Borna. Jeden Freitagmorgen sagen Sarah, Rahel und Konstanze laut, was sie sich wünschen, zum Beispiel ein langes Leben für die Bäume, dass kein Krieg kommt und dass auch diejenigen Kinder eine Zuckertüte bekommen, die nicht soviel Geld haben. Einmal in der Woche - immer freitags - trippeln die drei Mädchen nicht wie sonst in ihren Kindergarten, sondern ins katholische Pfarramt in die Stauffenbergstraße. Seit mehr als 30 Jahren gibt es diesen christlichen "Freitagskindergarten" der Gemeinde St. Joseph - DDR-Zeiten fast illegal, heute ein Angebot unter vielen und mit ähnlichen Sorgen wie viele Kindereinrichtungen, zum Beispiel was den Nachwuchs betrifft: Fünf der zwölf Kinder von St. Joseph sind jetzt in die Schule gekommen.

Freitagnachmittag. Auf dem runden Tisch dampfen Kartoffelpuffer. Neun Steppkes sitzen auf Stühlchen drumherum, singen ein kleines Lied, sprechen ein Tischgebet, fassen sich bei den Händen, danken Gott - und lassen sich Puffer mit Apfelmus schmecken. Ihre Erzieherin Steffi Rößner sitzt unter ihnen. Sie kennt jedes Kind gut, seit fünf Jahren arbeitet sie hier.

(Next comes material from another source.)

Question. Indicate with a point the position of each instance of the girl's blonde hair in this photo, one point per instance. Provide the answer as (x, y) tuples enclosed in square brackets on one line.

Da sie als Katholikin damals kein Jugendweihling sein wollte, durfte sie später auch nicht Grundschullehrerin werden, berichtet die 32-jährige Erzieherin. "Ich wollte aber gern etwas mit Kindern machen, deshalb habe ich eine Ausbildung bei der Kirche absolviert." Nun betreut sie vier "Eintagskindergärten" - in Geithain, Bad Lausick, Wechselburg und Borna.

Bilder und Hase mit Zahnbürste

Steffi Rößner erzählt, wie solch ein Tag abläuft. Früh gehen die Kinder zum Morgengebet in die Messe. Danach Frühstück, Spiel und Bastelei. "Wir haben bunte Fensterbilder gemacht", sagt die sechsjährige Sarah. Rahel (5) fügt begeistert hinzu: "Und Schiffe und Hasen mit Zahnbürste." Wenn sich die Knirpse zwischen vier und sechs Jahren ausgetobt haben, beginnt der sogenannte Stuhlkreis.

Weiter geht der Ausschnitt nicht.